Bart: Dapr is a very stable project that was donated to the CNCF in 2019. Since then, the Dapr project has been working on the maturity process. We were incubating and gained a lot of adoption from different companies. We are working on stabilizing all the APIs and components that implement these APIs to run them across multiple cloud providers and on-prem. Since the announcement happened this week, I've seen a lot of interested people asking what this is about. I see this project now facing a phase of explaining to people what the project can help with, how it relates to platform engineering, and why teams should look into it after they manage the infrastructure side of things.

Salaboy: Is Dapr open source and part of the CNCF landscape?

Bart: Dapr is an open source project, it's part of the CNCF, it's graduated now. This means it has gone through a maturity process that helps to validate there is an interest in the project, and there are some companies like Diagrid providing services around it.

Salaboy: And what's Diagrid's business model?

Bart: Diagrid offers tools for working with Dapr, not only for Kubernetes users. We offer monitoring tools, including a tool called Diagrid Conductor, which is free to use. If you're using Dapr, you can connect Diagrid Conductor to see what your applications are doing, how they interact with the infrastructure, and understand how efficient your applications are, as well as the structure and communication patterns they use. We also have a SaaS offering called Diagrid Catalyst, which offers Dapr as a service. This allows you to connect applications running anywhere, from on-premises to cloud services like Cloud Run or Amazon application services, and interact with the Dapr APIs, even if you're not running on Kubernetes.

Salaboy: Who are your main competitors?

Bart: We don't have direct competitors in the CNCF space. However, because we expose APIs, we are competing with specific infrastructure-related tools like Apache Kafka or Apache Pulsar, as well as tools in the workflow engine space, such as Temporal, since we also offer workflow capabilities.

Salaboy: And what differentiates Dapr and Diagrid from the competitors?

Bart: So, what differentiates Dapr is that it offers a suite of different Dapr Building Blocks that you can combine to build complex functionality. I haven't seen any other offering that provides all these building blocks that you can compose to build complex functionality. For me, that's a huge differentiation because you can start small by consuming one API, but then expand to consume more APIs that are already provided for you without adding any extra components or management on top of that solution.

Salaboy: What can we expect next from Dapr and Diagrid?

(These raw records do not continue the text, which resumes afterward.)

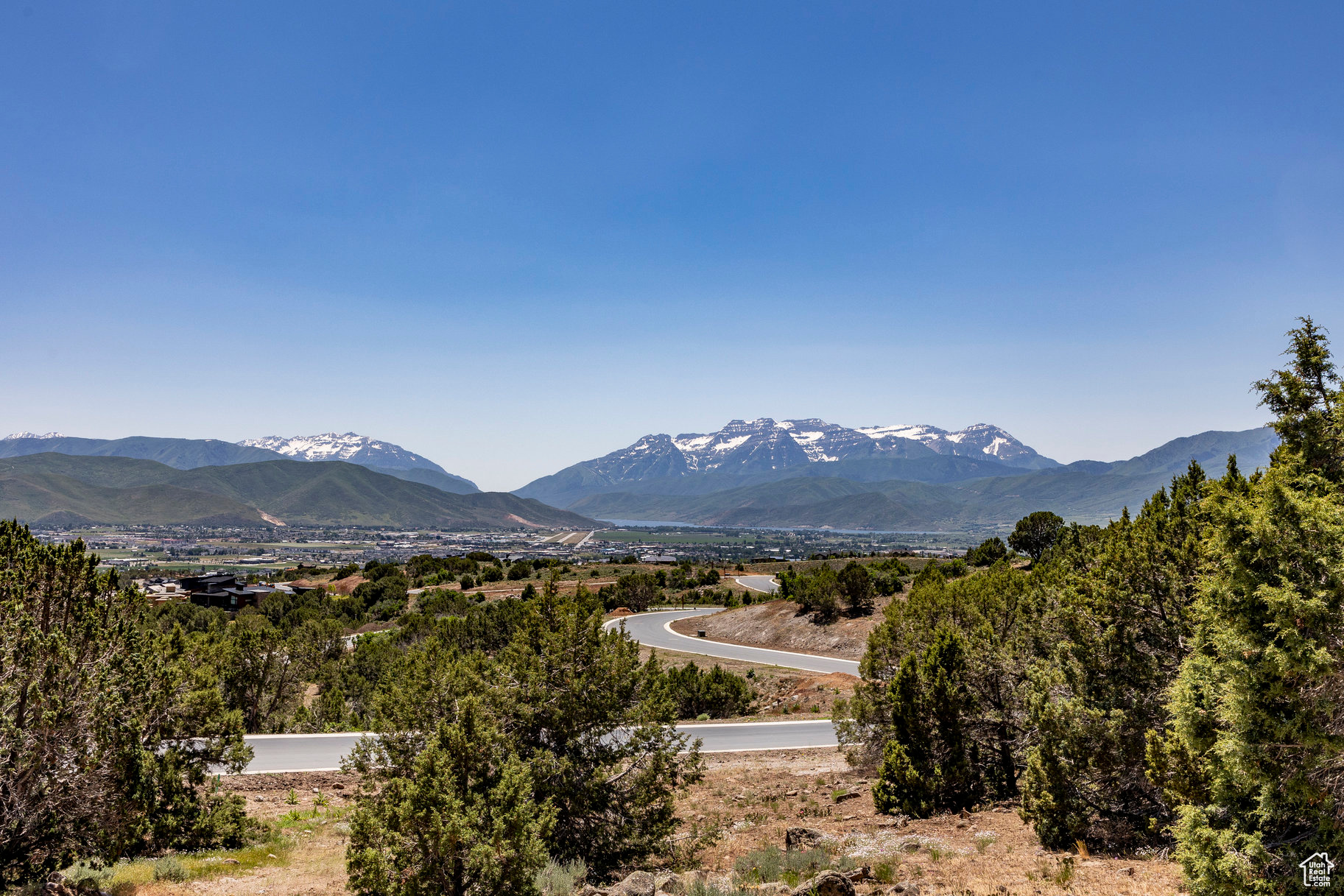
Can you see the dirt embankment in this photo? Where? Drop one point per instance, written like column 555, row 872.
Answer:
column 778, row 625
column 754, row 798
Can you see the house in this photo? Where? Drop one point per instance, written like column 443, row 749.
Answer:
column 223, row 590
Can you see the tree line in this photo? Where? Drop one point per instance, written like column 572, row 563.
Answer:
column 1172, row 679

Bart: So, next, coming in Dapr 1.15, there are tons of things coming, but one important part is the Conversation API, which is an abstraction, an API that gives developers access to Large Language Models (LLMs). You can hook different LLMs behind the covers and let Dapr communicate with them via APIs. These APIs are smarter because they can cache returns, or responses from the LLM models, avoiding multiple hits to expensive services like OpenAI with the same query. This API acts as a gateway between the application and the LLMs, providing features such as obfuscation of sensitive data. For example, if you are sending emails or credit cards, you can wipe out sensitive information before sending it to the model, ensuring that the data sent to the model is safe for your company and does not expose sensitive information.